Smart50 rank: 38
Founders: Jamie Collins, 45, Mark Lewis, 34, Anthony Fulton, 40
Head Office: Victoria
Industry: Finance and insurance
Corporate payment software provider IP Payments has learned that there is nothing more important than word-of-mouth for building sales.
"We learnt that if you build the right solution for your customers then the pipeline builds itself through great word-of-mouth," founder Jamie Collins says.
The problem is, how do you spread your customers' great feedback around?
In the last year, IP Payments have latched onto the new marketing trend towards online video, and has developed case studies and filmed testimonials to market their business on their website.
"We use video testimonials to really gather and capture how our solutions have assisted our client. This has been great for our sales team to forward to prospects. It is much more palatable that a large cumbersome whitepaper."
IP Payments is on the Smart 50 List again this year after another strong 12 months of growth. In 2009-10 the company reported revenue of $4.4 million and has enjoyed average annual growth over the past three years of 39%.
Since starting in 2004, IP Payments has now built a client base of over 2,000 clients, including L'Oreal, Fitness First, 20th Century Fox and St George bank.
Founder Jamie Collins says IP Payments was built on tailoring accounts receivable and payment systems to fit with clients' existing systems and needs.
"We saw an opportunity in the corporate payments space, especially in offering a truly scalable and configurable solution that works with a clients existing environment, rather than forcing change to expensive back-end systems," Collins says.

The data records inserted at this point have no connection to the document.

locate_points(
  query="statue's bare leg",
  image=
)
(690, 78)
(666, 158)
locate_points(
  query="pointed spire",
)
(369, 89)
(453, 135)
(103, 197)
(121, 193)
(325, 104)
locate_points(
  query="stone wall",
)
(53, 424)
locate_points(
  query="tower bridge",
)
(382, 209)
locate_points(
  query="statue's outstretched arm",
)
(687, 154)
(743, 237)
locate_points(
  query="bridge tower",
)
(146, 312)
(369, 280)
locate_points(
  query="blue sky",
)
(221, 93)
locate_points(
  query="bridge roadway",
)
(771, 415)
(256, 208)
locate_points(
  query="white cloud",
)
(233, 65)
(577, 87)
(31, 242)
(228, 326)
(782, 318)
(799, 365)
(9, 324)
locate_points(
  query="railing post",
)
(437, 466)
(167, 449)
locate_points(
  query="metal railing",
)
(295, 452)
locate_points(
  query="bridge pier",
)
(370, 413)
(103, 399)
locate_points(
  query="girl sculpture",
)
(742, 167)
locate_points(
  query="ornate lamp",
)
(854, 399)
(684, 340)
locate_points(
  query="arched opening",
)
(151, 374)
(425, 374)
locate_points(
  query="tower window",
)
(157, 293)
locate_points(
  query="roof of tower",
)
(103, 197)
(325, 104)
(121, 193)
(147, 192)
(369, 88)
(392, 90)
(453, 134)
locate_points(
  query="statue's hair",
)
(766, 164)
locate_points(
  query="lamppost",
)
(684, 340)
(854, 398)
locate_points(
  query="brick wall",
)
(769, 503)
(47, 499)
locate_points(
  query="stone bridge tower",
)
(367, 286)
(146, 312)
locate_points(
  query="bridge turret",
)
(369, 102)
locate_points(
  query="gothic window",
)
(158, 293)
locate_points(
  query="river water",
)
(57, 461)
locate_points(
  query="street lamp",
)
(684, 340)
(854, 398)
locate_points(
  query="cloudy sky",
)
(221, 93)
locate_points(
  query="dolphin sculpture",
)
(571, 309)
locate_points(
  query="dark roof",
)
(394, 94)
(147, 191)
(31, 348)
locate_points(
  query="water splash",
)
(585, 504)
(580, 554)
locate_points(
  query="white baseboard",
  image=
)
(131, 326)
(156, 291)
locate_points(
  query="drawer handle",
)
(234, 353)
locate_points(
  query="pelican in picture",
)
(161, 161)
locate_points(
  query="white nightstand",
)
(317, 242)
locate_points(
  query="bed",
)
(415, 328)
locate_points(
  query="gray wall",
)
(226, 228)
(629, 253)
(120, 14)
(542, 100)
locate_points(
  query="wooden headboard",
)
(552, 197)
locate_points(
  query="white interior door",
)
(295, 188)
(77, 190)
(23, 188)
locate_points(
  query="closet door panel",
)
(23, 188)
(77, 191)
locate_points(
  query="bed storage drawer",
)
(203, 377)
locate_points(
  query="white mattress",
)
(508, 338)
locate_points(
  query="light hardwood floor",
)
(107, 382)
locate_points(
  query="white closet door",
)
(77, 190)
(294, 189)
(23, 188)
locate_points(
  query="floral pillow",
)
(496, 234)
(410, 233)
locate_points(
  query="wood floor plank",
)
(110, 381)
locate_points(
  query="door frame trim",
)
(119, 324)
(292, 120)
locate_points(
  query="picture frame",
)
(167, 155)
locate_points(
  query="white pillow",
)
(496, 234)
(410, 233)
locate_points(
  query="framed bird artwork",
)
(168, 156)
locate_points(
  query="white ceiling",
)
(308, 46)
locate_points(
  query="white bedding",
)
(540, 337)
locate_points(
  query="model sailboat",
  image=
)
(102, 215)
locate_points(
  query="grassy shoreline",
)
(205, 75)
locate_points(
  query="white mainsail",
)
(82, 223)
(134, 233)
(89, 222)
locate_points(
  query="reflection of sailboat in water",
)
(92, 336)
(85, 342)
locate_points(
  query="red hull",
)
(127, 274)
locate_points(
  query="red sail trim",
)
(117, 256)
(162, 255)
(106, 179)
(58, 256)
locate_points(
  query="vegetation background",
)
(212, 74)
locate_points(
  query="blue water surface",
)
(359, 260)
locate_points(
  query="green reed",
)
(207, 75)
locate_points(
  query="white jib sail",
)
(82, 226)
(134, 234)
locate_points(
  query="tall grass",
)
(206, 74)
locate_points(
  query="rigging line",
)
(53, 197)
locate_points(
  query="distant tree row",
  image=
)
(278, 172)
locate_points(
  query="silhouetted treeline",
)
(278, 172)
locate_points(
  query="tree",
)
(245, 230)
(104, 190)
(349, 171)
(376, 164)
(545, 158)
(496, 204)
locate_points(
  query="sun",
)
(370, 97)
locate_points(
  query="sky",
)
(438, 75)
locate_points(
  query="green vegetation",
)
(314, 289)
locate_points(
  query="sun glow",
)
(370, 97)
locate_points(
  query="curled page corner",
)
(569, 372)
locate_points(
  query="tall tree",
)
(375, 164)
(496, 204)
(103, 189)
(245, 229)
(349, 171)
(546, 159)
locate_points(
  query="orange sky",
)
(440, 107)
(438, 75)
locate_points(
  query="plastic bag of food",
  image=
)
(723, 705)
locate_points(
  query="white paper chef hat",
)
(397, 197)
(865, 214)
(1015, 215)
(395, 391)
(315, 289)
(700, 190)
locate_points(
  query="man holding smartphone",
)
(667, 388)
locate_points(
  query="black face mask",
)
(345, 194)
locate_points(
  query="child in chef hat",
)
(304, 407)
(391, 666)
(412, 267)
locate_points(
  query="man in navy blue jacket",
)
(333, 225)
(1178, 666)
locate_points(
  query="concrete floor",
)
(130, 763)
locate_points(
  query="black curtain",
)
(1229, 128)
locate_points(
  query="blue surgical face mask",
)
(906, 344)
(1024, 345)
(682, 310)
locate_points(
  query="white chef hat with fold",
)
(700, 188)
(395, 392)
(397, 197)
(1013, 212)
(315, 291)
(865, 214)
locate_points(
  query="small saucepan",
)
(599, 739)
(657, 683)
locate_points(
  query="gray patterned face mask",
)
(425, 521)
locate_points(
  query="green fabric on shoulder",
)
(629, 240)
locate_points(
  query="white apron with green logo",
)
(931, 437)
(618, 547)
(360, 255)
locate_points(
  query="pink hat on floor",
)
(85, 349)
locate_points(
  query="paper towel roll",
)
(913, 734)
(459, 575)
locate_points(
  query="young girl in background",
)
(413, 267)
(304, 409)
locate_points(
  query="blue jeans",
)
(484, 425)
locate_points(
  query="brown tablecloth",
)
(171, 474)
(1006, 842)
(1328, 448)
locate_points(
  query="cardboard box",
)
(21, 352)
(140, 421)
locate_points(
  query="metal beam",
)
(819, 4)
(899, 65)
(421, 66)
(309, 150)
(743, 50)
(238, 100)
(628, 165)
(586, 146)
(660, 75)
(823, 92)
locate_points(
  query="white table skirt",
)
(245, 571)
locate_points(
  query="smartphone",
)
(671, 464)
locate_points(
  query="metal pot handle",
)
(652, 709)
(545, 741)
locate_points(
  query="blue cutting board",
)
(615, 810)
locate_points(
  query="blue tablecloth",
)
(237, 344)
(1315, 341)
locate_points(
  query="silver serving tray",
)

He says changes to security requirements and the GFC have had the biggest impact on his sector over the past few years, and created strong demand for outsourced payment solutions products.
"Security and compliance are key at the moment. Solutions must comply with the strict guidelines around the storage of sensitive financial data," he says.
"Also as the GFC hit, organisations were looking at freeing up capital as the banks were not lending as before. So getting cash in quicker is the key."